The second tour, this one into the Deep Mine, takes us 450 feet below the summit of the mountain in a tram shaped like a set of stairs. Here, once we slide out of our little compartments, we are without a visible guide as we walk through ten chambers observing more tableaux. There is, however, a pre-recorded narration in the soulfully matter-of-fact voice of a Victorian miner. As we thread our way through low, narrow tunnels chamber to chamber, I conspire to be at the front of the line.
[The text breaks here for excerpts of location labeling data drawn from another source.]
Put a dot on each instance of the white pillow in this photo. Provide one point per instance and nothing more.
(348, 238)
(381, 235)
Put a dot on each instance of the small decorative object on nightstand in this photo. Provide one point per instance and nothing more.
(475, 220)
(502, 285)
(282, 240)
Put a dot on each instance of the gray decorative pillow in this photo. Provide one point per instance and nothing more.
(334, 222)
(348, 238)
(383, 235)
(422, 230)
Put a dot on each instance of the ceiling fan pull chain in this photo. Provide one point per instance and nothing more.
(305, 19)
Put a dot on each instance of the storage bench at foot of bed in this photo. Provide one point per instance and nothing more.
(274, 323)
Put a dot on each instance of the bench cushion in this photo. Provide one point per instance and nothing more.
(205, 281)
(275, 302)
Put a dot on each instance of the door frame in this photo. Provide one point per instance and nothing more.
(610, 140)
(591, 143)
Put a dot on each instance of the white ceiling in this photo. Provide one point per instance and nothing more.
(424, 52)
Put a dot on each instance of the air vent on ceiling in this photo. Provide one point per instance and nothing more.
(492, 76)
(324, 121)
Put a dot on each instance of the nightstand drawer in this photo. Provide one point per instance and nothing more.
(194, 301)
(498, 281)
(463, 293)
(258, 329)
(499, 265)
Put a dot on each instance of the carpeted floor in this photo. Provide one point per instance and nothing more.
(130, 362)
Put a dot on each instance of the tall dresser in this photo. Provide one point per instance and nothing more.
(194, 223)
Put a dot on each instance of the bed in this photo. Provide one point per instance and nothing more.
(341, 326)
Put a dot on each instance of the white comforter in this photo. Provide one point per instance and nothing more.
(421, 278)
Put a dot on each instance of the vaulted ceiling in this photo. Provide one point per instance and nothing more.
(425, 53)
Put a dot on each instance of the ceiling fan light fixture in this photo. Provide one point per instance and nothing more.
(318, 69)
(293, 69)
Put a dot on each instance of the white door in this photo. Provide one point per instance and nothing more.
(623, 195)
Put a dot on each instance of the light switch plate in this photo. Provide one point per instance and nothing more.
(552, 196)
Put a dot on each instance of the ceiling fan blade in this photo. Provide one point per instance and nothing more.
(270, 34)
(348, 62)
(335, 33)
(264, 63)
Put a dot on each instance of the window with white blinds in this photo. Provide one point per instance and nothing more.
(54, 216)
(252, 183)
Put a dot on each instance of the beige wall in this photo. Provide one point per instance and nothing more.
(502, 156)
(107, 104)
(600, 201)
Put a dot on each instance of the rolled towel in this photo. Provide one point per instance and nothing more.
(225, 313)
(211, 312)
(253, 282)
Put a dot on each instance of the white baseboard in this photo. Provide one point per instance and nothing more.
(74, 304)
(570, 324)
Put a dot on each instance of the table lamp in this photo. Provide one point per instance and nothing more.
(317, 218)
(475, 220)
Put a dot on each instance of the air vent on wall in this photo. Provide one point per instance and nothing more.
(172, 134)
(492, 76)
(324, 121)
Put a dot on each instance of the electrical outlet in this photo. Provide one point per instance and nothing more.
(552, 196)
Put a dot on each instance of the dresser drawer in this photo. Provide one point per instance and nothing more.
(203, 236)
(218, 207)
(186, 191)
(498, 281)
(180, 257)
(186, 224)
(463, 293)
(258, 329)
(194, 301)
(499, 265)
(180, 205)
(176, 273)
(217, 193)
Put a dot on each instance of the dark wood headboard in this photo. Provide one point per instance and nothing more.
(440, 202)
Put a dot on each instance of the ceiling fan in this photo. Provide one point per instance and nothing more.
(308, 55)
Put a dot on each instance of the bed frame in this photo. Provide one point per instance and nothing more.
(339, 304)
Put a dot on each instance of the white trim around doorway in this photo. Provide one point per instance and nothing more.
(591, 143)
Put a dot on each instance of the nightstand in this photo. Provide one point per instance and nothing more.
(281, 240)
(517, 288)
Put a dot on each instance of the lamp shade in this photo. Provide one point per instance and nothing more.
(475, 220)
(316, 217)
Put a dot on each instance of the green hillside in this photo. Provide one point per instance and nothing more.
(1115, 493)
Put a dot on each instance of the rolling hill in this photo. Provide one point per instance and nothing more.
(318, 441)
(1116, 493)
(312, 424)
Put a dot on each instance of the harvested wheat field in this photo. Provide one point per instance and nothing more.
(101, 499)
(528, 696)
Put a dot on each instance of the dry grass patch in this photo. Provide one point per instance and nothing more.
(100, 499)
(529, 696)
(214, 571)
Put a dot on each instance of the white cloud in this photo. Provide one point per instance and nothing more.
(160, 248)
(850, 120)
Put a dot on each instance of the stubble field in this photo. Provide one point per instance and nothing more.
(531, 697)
This is because I want to be first to come upon each new cavern to have a chance to feel its primal darkness just for a second. See, while the explanatory presentations in the mine are good, they are so tightly done that I find I have no time for contemplation. I think an important part of the experience of visiting Llechwedd should be the chance to soak in the gloom and feel the resignation of the people who worked down here rarely seeing the sun.
Hundreds of feet underground the chiseled rooms are enormous. Their arching shapes bring to mind the interiors of cathedrals. The darkness, the vastness, the deep history of the mines generates an air of reverence. We visitors even speak in our best church-whispers to one another. While moments of prerecorded harp music or male voice choir are a nice touch on this tour, most evocative is what is not there at all: The empty space that is the mine, the deep, dark mine.
Welsh slate miners worked in appalling conditions. There was constant gloom. Each miner toiled by the light of a single taper, with a reserve in the fold of his cap (because this was where the spare would least likely be broken). There was disease. The men not only worked in mute darkness, but there was dust everywhere further obscuring the dimness of their candles and diminishing their lives with the increasing threat of silicosis with every breath they took. There was the danger of accidental explosions and cave-ins. Hours were long. The miners, paid solely for their output, worked from early morning putting in ten to twelve-hour days five to six days a week. Labor was relieved only by fifteen minutes for lunch and another fifteen minutes to discuss current events, debate or sing.
Breaks were taken underground in small slag cabins built by the miners. Lunches were brought from home. Flasks of tea were heated and reheated over candles attached to the walls of the cabin.
All this considered, you would think that once the miners emerged from their daily toil they would be allowed to rest their weary bodies. Instead, upon emerging from their Hadean conditions they were summoned to church. Balm for the soul was applied daily. Three times on Sundays.